[feat] Add support for Qwen3.5 and Qwen3-Next to ATOM-plugined SGLang by wanzhenchn · Pull Request #532 · ROCm/ATOM

wanzhenchn · 2026-04-09T07:54:32Z

Motivation

Background: ROCm/ATOM#355 and ROCm/ATOM#359.

PR #355 integrated ATOM with upstream SGLang through the SGLANG_EXTERNAL_MODEL_PACKAGE out-of-tree mechanism, replacing a fork-based workflow and establishing atom.plugin.sglang.models as the external entry package for ATOM-backed architectures.

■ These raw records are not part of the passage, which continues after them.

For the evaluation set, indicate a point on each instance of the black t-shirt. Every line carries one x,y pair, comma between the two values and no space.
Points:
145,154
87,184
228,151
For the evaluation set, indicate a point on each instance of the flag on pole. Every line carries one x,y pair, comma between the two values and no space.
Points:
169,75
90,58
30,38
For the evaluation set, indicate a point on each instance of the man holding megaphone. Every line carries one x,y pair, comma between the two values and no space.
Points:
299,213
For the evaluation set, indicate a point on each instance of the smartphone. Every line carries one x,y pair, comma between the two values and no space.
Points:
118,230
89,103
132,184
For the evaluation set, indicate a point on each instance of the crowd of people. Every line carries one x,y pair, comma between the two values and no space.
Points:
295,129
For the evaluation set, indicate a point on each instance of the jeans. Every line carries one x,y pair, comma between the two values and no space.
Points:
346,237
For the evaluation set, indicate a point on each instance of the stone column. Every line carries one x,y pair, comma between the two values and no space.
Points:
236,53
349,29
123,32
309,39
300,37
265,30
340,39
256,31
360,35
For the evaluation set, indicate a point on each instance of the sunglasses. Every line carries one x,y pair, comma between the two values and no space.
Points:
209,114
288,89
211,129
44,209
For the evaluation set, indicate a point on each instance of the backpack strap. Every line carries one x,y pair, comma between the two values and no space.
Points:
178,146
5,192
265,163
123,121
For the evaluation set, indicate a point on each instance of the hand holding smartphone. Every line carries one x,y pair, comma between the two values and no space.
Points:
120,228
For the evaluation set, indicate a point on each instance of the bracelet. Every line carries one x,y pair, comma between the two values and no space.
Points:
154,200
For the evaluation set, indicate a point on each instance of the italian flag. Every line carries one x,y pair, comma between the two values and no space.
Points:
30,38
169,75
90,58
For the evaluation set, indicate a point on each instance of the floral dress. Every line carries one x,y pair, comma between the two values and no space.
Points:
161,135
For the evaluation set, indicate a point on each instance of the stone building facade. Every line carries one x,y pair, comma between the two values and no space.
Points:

Building on that foundation, this PR extends the SGLang plugin path so that two major ATOM model families—Qwen3-next (Qwen3NextForCausalLM) and Qwen3.5 (Qwen3_5ForConditionalGeneration/Qwen3_5MoeForConditionalGeneration)—can run as first-class external models inside SGLang. The goal is parity with prior ATOM-in-SGLang accuracy while improving end-to-end inference performance on the supported paths (e.g. ATOM’s fused kernels, quantization, and MLA / MoE handling tuned for ROCm), without requiring a patched SGLang tree—users continue to point SGLANG_EXTERNAL_MODEL_PACKAGE at atom.plugin.sglang.models and launch with standard upstream sglang.launch_server.

Technical Details

Qwen3-next
- Qwen3NextForCausalLM is registered under atom.plugin.sglang.models and subclasses _AtomCausalLMBaseForSglang, reusing the same SGLang-facing contract as other OOT entry points: the wrapper calls prepare_model(..., engine="sglang") to build the ATOM weight stack, runs the language model forward with pipeline-parallel state mapped from pp_proxy_tensors, applies LogitsProcessor on the last PP rank, and loads weights via load_model_in_plugin_mode.
- The linear-attention (GDN) path is wrapped by Qwen3NextSglangModel plus sglang_gdn_bridge so GDN layers see the SGLang forward_batch context they expect. At prepare time, apply_qwen3_next_sglang_model_patch swaps atom.models.qwen3_next.Qwen3NextModel to that bridged implementation; the shared prepare hook defaults ATOM_SGLANG_USE_NATIVE_AITER_ATTN_BACKEND for Qwen3NextForCausalLM before register_ops_to_sglang.
Qwen3.5
- Qwen3.5 text / MoE / multimodal stacks reuse SGLang’s in-tree Qwen3_5* container classes while the language tower is still constructed through ATOM prepare_model. apply_prepare_model_adaptations applies Qwen3.5-only config fixes (e.g. MoE text fields, quant remaps for ROCm) and _apply_qwen35_sglang_model_patch rebinds atom.models.qwen3_5.Qwen3_5Model to the SGLang-specific implementation.
- Weights are not applied through SGLang’s default load_weights iterator; instead load_model_in_plugin_mode drives ATOM’s loader, with _QWEN35_OOT_PACKED_MODULES_MAPPING (and related mapping) kept aligned to SGLang’s packed/fused parameter layout so FP8 and fused checkpoints behave like the in-tree model.
- The same prepare hook defaults native Aiter attention backend selection for Qwen3_5* (and Qwen3-next) unless the user has already set the env var.

How to Run

export SGLANG_EXTERNAL_MODEL_PACKAGE=atom.plugin.sglang.models
python3 -m sglang.launch_server --model-path <model_path> ...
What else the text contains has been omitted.